As an institution that looks out for the well-being of Mid-coast residents, we believe the time has come to move beyond the debate of yes-or-no on climate change and toward a strategy of adaptation.
Ignore it at your peril. It’s happening, and it’s too late to go back.
The National Aeronautics and Space Administration and the National Oceanic and Atmospheric Administration agree climate change is occurring. In 2010, the National Research Council concluded climate change is “very likely caused by human activities and poses significant risks for a broad range of human and natural systems.”
NOAA said 2000 to 2010 was the warmest decade on record, and 2010 was tied with 2005 as the warmest year on record — until 2012 shattered that record.
What will happen in 2013 — and years from now — seems eminently predictable. Many places have experienced changes in rainfall — more intense rain here, extreme drought there — and frequent, severe heat waves. Oceans are warming and becoming more acidic, damaging fisheries considered key to our local economy. Global sea levels have risen 9 inches in the last 140 years and are expected to rise another 11⁄2 to 3 feet this century, making coastal storms and storm surges more frequent and destructive, threatening Maine homeowners with billions in lost equity.
It would be terrible if the people who now choose to ignore global warming as a government conspiracy need disaster relief when extreme weather destroys their property. Then again, that’s often what it takes to get people’s heads out of the sand.
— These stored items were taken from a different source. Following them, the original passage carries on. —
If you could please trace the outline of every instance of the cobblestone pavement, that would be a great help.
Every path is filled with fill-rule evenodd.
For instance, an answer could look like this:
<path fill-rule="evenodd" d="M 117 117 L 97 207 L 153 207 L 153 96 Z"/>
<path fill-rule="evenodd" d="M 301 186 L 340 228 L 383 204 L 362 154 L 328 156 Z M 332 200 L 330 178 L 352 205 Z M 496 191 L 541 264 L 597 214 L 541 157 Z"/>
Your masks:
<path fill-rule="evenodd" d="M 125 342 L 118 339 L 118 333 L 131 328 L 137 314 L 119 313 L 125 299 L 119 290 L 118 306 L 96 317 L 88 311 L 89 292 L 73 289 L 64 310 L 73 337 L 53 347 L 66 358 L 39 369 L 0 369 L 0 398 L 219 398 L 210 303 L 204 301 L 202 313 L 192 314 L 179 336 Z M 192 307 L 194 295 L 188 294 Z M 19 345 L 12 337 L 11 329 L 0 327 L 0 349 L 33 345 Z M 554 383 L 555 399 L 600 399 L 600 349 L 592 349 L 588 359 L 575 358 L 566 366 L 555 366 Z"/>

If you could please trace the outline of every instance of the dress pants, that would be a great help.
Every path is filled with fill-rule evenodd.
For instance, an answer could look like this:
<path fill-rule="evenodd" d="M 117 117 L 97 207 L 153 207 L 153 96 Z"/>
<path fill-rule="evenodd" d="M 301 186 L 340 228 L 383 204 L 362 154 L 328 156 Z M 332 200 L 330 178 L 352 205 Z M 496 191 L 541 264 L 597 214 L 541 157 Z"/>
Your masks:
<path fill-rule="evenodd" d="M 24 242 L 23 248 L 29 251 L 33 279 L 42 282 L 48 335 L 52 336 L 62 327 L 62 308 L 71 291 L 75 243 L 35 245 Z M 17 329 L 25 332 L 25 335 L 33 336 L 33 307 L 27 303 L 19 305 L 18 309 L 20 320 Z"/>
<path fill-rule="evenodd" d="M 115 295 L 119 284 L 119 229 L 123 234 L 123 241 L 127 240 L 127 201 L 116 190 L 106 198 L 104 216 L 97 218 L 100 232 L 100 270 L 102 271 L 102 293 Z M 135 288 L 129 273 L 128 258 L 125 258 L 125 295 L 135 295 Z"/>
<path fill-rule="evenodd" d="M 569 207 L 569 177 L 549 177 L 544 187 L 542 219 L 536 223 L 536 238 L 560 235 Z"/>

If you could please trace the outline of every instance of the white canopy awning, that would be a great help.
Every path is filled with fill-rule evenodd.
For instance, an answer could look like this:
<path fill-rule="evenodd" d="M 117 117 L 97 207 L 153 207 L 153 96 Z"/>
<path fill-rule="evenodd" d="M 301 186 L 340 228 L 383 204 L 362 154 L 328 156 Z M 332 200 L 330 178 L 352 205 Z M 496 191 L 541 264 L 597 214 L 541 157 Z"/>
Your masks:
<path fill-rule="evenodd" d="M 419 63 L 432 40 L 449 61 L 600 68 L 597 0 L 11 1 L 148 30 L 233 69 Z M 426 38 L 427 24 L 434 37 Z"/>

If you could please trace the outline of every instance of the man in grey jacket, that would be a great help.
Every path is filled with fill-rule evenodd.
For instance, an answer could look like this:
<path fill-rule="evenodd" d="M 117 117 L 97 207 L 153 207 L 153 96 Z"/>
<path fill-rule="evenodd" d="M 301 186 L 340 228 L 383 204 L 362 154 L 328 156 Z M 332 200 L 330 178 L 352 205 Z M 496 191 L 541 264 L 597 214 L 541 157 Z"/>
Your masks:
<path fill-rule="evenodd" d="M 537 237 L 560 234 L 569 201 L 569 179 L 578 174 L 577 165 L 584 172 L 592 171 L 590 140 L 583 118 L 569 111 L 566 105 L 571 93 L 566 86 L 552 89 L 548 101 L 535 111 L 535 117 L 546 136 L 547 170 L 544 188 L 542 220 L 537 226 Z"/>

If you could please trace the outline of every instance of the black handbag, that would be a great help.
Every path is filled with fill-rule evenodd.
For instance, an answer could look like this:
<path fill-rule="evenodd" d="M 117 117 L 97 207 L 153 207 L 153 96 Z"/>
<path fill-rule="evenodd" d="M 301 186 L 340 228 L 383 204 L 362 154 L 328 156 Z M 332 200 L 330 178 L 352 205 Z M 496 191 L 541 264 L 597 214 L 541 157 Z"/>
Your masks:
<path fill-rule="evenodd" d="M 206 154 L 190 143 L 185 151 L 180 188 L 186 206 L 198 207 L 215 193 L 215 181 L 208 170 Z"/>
Those of us in the real world — victims of Hurricane Sandy and the $15 billion in damage they suffered, for example — will embrace the challenge of climate change and occupy ourselves with what to do next. For officials at the local level, that means:
— Restoring natural storm surge buffers
— Building or repairing dikes, seawalls and other structures that protect property from erosion and storms
— Modifying building codes to enable structures to withstand higher water levels
— Expanding coastal setbacks and instituting “rolling easements” that enable wetlands and beaches to migrate inland
— Upgrading and redesigning culverts and stormwater systems
— Mapping coastal hazards and developing emergency response plans with regard to sea level rise.
At the federal level, the United States should continue to tighten fuel efficiency mandates, limit tar sands oil and coal-fired power plants, and keep up the successful market-based cap-and-trade system.
It also can stop subsidizing irresponsible waterfront development by canceling the National Flood Insurance Program, which incentivizes risky waterfront development and is in arrears after paying out billions to rebuild within flood zones.
Above all, we must continue to be guided by facts and science.
When the facts dictate a course of action, we strongly urge our readers — “God willin’ and the creek don’t rise” — to take appropriate action to protect their lives and property, and to persuade their elected officials to confront this emerging threat to our very survival.